Scientists see sunspots forming 60,000 km below the Sun's surface!

Contributed by
Aug 19, 2011
<?xml encoding="utf-8" ?>

Sometimes I hear astronomy news that is cool, and sometimes I hear news that's very cool... and sometimes I hear news where my reaction is, "That's freaking insane!"

The latest news: scientists have used data tracking sound waves inside the Sun to see sunspots forming 60,000 kilometers (36,000 miles) deep in the Sun's interior, fully two days before the spots erupt onto the surface!

That's freaking insane.

OK, first, the video, then, the explanation.

[Make sure to set the resolution to 720p or 1080p to get the full effect.]

I love the last few seconds of that video; the rotation of the Sun sweeping the towering loops of magnetically-influenced plasma around to the limb is simply stunning.
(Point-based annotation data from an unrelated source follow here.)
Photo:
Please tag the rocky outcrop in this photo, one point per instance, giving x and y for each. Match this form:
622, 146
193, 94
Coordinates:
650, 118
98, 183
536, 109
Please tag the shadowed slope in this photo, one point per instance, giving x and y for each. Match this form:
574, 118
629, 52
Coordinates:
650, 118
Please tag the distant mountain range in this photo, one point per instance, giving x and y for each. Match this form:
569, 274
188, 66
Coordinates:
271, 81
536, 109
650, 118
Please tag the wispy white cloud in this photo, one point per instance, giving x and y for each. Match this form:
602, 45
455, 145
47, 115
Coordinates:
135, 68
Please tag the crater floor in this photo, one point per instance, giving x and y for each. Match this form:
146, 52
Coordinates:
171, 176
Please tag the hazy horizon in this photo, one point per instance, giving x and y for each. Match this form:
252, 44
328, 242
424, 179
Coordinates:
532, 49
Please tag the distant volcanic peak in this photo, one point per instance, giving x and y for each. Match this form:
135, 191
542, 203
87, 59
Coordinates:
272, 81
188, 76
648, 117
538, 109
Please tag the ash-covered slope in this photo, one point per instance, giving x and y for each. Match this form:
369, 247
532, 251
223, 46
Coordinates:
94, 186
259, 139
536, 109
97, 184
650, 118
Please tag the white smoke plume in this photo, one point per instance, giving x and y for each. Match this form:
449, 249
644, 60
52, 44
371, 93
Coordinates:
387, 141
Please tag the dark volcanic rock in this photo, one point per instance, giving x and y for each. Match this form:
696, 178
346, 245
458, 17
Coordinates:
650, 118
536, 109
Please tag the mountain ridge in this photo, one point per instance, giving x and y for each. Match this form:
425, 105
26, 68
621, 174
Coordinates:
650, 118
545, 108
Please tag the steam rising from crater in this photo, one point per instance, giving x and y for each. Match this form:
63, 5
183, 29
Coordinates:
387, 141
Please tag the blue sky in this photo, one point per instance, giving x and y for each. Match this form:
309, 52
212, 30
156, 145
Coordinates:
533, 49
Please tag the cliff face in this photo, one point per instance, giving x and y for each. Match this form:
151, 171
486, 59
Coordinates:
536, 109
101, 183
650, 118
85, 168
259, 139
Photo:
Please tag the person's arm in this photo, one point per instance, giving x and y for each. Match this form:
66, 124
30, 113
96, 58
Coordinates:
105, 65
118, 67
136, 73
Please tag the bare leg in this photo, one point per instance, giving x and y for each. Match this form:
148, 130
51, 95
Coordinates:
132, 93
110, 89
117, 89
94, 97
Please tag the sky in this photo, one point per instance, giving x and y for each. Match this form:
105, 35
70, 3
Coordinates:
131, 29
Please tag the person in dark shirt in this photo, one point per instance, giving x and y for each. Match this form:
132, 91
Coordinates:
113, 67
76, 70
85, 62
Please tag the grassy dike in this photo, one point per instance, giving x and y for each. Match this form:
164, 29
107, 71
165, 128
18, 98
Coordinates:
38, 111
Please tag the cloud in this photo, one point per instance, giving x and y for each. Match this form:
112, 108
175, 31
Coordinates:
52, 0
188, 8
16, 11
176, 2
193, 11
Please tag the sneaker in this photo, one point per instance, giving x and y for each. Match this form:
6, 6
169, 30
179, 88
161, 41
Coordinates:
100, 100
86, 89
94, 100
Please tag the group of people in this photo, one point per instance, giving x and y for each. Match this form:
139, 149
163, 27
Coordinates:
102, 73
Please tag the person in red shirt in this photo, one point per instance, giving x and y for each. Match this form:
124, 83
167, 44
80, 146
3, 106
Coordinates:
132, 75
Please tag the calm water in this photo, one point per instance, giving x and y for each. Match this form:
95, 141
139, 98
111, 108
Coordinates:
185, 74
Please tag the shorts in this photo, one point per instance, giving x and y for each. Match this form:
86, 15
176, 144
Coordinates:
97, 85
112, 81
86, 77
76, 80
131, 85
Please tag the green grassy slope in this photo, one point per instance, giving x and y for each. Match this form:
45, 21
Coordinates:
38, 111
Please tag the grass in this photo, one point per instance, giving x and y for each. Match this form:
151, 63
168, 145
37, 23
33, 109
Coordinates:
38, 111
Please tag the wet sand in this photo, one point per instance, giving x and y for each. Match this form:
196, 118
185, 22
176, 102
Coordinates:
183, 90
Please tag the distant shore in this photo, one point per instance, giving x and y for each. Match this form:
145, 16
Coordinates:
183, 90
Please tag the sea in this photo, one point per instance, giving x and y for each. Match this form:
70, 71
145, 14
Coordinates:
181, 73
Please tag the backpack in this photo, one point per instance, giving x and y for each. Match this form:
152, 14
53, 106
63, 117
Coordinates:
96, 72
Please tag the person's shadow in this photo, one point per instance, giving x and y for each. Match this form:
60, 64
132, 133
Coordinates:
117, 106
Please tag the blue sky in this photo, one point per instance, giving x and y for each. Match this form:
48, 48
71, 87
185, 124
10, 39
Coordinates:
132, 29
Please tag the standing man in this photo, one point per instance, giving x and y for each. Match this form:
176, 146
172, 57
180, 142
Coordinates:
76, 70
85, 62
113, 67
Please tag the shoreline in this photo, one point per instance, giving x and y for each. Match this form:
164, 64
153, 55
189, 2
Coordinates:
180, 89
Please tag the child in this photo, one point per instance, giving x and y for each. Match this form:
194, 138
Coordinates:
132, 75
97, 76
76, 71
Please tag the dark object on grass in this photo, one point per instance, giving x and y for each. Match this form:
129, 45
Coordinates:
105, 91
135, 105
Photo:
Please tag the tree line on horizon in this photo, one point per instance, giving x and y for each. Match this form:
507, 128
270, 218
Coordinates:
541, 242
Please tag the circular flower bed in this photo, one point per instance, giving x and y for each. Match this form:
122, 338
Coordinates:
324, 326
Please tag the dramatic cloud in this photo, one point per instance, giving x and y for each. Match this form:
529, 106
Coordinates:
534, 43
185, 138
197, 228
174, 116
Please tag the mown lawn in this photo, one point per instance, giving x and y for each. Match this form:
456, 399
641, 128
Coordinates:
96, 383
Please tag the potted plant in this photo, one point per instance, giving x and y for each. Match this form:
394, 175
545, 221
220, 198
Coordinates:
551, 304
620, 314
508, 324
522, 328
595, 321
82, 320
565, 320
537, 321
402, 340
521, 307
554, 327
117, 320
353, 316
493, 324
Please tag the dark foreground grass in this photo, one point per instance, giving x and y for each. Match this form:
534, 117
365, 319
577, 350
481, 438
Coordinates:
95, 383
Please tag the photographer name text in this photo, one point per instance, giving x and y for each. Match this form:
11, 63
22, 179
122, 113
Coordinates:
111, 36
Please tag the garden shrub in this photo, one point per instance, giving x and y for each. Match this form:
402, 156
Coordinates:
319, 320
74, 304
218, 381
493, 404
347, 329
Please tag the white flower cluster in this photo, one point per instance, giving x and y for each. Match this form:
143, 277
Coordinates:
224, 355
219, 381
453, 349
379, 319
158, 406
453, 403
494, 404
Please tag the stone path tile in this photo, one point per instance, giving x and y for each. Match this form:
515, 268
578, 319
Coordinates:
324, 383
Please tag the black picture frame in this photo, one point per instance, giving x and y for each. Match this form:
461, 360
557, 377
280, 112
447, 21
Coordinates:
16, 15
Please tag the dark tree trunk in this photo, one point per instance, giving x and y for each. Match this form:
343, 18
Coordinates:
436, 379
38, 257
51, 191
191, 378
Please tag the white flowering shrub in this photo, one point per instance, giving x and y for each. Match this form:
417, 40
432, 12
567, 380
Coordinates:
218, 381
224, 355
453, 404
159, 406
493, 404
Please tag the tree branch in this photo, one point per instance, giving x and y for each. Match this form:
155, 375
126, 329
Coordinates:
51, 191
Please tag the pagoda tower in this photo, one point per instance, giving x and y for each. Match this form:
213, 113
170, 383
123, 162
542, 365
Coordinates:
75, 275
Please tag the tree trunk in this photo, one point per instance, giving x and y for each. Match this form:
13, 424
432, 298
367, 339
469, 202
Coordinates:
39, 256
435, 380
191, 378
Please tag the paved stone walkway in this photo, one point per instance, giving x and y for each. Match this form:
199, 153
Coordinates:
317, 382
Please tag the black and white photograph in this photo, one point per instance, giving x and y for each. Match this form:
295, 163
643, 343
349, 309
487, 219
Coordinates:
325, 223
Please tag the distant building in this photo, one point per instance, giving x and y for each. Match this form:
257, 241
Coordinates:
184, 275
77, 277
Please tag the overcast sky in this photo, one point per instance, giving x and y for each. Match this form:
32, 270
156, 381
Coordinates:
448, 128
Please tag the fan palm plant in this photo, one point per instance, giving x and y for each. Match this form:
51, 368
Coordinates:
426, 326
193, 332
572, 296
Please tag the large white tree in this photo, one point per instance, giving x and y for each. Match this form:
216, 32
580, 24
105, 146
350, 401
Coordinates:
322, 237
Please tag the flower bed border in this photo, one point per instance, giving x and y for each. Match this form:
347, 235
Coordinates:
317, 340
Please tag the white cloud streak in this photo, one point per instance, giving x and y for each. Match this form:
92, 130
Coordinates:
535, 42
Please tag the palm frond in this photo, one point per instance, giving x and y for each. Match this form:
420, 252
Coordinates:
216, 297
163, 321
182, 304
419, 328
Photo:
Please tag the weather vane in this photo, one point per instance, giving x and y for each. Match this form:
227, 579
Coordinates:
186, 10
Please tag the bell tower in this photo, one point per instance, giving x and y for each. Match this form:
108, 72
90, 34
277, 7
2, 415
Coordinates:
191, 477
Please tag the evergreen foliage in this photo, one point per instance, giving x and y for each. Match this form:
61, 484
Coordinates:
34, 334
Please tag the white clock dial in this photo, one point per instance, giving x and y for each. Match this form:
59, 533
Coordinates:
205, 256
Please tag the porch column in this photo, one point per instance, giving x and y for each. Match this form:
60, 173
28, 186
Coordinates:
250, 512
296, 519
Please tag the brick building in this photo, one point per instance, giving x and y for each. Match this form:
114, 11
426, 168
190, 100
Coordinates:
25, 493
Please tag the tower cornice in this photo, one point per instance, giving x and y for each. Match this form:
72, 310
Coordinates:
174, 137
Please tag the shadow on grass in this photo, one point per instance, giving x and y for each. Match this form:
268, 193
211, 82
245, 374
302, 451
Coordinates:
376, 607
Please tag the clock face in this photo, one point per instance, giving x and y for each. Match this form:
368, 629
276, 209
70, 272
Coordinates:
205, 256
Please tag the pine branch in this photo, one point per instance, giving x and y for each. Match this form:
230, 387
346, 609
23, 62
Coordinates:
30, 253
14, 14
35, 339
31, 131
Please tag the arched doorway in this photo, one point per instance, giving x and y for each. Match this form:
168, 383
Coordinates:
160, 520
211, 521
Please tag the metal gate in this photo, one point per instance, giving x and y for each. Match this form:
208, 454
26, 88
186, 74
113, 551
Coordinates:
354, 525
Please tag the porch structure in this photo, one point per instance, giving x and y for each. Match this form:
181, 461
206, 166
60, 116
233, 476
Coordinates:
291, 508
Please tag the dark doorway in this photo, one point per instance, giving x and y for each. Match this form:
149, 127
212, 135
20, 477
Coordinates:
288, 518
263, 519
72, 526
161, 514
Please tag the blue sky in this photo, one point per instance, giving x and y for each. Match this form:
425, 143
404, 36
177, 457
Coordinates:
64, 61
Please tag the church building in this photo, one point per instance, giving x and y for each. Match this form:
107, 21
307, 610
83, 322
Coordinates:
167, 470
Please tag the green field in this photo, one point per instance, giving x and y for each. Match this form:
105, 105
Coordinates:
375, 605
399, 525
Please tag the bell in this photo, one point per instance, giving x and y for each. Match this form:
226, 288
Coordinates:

So how does this all work? Sound waves.

Basically, inside the Sun, hot plasma (gas stripped of one or more electrons) rises and cooler plasma sinks. As it moves, it generates turbulence. This in turn creates acoustic waves -- sounds -- that travel through the Sun. As these waves move through the solar interior, regions with different densities make them speed up or slow down. The physics of this is pretty well understood, so by mapping how long it takes a wave to move between two points, the density of the stuff between them can be measured.

On board the Solar and Heliospheric Observatory (SOHO) and the Solar Dynamics Observatory (SDO) are instruments that can measure the changes in the solar surface as these sound waves move around. There is a vast amount of data -- and I mean vast, millions of data points -- but by careful analysis that included eliminating a lot of sources of noise, the scientists were able to watch the sound waves change speed as they passed through the volume of plasma below the Sun's surface where sunspots were rising. They could detect this material 60,000 km deep -- that's nearly five times the diameter of the Earth! These nascent sunspots move upward at about 1000 - 2000 km/hr, faster than the speed of a jet airplane. At that speed, it takes about two days to rise to the surface... and presto, that's what's seen: the subsurface spot erupts through to the surface, where we can see them directly.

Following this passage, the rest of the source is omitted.